Bekerja di NGO Harus Siap dengan Situasi Dinamis dan Beban Kerja yang Tinggi

3392
Alumnus Gizi dan Kesehatan UGM angkatan 2005 ini menceritakan pengalamannya selama bekerja di NGO. Foto: Dok. Ist
Alumnus Gizi dan Kesehatan UGM angkatan 2005 ini menceritakan pengalamannya selama bekerja di NGO. Foto: Dok. Ist

KAGAMA.CO, BULAKSUMUR – A A Sagung Indriani Oka, RD, M.Gz berkali-kali pindah tempat kerja sejak lulus dari FK-KMK UGM.

Entah harus berbangga diri atau tidak, yang jelas Indri mantap dengan setiap keputusan perjalanan kariernya.

“Kalau memang lingkungan kerja toxic atau ada pertimbangan dengan keluarga, menurut saya alasan-alasan semacam ini masih masuk akal jika ingin keluar dari pekerjaan.”

“Namun, jika pindah pekerjaan karena jumlah gaji di perusahaan sasaran lebih besar, belum lagi pengalaman yang dimiliki belum lebih dari dua tahun, sebaiknya jangan terburu untuk resign,” ujarnya.

Sejak 2005 hingga saat ini, pengalaman Indri sudah malang melintang di berbagai bidang.

Baca juga: Image Petani Harus Diubah Untuk Dorong Regenerasi Petani

Mulai dari konselor, akademisi, industri, hingga ke organisasi pemerintah dan non pemerintah.

Dalam acara diskusi online Alumni Berbagi bertajuk Kiprah Ahli Gizi Dalam Lembaga Non Pemerintah, yang digelar oleh FK-KMK UGM beberapa waktu lalu, Oka berbagi pengalamannya berkarier di NGO maupun Independent Government Organization (IGO).

Diceritakan oleh Indri, pada tahun 2014-2015 dirinya pernah terlibat sebuah project di Yayasan Sayangi Tunas Cilik.

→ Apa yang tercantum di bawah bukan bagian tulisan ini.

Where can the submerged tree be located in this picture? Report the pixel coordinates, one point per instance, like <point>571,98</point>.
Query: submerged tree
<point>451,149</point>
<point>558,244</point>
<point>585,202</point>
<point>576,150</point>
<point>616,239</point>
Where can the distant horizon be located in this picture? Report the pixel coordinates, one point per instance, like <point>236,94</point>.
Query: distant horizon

Tugas Indri adalah melakukan monitoring evaluation accountability and learning officer (monev officer) dalam program pengembangan health and nutrition.

Dari sini, dia sadar bahwa seorang lulusan gizi dan kesehatan tidak harus menjadi nutritionist. Tetapi juga bisa berkarier ke arah program manajemen pengembangan gizi.